BAMAKO, Mali (AFP) – A Canadian woman and her Italian partner kidnapped in Burkina Faso in 2018 have been found alive in the northwest of Mali by United Nations peacekeepers, diplomatic and U.N. sources said on Saturday.

“U.N. blue helmets found an Italian citizen and a Canadian citizen near Kidal, who had been taken hostage in Burkina territory in 2018,” a security official from the U.N. mission in Mali, MINUSMA, told AFP.

A diplomatic source named the two as Edith Blais and Luca Tacchetto.

“Both are well. They are under our protection. They will be transferred to Bamako on Saturday and then flown home to their respective countries,” the security official said.

No information was immediately available about the circumstances in which the two were found.

Blais, from Quebec, and her partner Tacchetto, from Venice, disappeared in mid-December 2018 while traveling through the west African country.

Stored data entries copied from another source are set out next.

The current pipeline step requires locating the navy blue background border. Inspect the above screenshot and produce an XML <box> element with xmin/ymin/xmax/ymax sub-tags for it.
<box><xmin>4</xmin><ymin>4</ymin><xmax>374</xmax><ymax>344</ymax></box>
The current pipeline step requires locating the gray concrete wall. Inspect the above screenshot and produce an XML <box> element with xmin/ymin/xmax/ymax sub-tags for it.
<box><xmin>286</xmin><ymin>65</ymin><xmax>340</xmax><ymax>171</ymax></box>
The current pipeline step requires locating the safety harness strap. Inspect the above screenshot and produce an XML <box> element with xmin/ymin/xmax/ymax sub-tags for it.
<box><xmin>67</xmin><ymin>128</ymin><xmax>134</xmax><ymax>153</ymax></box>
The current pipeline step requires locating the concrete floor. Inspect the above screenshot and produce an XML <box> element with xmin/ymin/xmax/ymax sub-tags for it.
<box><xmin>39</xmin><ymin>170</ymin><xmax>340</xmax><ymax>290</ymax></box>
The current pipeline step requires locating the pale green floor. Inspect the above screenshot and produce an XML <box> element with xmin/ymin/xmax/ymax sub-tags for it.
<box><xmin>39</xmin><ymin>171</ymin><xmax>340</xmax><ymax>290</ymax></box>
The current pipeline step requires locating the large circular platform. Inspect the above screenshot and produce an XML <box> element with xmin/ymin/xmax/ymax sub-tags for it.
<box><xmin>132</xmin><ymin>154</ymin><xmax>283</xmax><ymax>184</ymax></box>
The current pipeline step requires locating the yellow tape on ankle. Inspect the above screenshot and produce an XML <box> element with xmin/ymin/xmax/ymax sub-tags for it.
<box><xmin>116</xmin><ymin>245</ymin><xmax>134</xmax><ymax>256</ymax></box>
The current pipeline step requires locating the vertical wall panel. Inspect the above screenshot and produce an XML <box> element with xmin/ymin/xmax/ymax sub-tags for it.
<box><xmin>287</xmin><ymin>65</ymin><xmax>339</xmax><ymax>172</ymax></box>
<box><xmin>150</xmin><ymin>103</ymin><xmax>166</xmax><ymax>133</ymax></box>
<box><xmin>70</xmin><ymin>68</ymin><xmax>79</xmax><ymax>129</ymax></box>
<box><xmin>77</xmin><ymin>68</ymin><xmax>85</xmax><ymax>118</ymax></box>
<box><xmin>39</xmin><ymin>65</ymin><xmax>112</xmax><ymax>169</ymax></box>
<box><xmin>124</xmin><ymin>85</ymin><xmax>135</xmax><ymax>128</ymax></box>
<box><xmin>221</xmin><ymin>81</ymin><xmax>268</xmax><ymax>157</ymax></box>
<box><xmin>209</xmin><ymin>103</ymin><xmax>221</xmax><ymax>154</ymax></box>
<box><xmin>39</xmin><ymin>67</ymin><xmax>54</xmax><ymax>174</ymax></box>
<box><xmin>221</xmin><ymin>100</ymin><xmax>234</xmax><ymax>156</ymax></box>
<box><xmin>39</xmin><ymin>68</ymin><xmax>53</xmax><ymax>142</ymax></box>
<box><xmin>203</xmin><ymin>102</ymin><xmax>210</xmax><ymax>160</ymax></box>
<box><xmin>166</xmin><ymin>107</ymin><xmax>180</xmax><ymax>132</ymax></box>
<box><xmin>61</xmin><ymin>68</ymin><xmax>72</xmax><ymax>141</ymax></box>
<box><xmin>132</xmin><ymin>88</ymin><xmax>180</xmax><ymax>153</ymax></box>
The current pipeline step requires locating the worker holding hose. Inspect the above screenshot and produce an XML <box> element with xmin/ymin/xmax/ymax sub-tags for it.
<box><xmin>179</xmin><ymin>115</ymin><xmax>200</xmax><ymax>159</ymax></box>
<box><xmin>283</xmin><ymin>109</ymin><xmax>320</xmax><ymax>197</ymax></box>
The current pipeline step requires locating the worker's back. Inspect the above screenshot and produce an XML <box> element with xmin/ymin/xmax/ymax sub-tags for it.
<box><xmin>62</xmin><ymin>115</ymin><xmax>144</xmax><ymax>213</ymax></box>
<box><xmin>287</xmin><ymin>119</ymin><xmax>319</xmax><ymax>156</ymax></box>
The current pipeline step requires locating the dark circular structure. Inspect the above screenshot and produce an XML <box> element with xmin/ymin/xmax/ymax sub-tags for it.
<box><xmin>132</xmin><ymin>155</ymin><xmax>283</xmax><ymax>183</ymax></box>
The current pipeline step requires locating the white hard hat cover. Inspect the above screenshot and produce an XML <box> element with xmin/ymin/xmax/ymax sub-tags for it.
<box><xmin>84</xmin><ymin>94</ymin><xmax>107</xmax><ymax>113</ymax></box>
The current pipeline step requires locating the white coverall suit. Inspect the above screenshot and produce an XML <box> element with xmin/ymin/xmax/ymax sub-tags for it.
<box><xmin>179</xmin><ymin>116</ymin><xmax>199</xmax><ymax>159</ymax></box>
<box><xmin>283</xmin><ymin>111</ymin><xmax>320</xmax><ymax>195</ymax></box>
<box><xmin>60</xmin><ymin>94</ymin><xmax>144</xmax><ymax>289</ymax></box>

The couple, who are both in their 30s, were driving by car to Ouagadougou from Bobo-Dioulasso, more than 360 km (224 miles) west of the capital, when all trace of them was lost, according to Blais’s family.

They had been planning to go to Togo to work on a humanitarian project.

In April 2019, a Burkina government spokesperson said the two had been abducted and probably taken out of the country, but that they were not in any danger.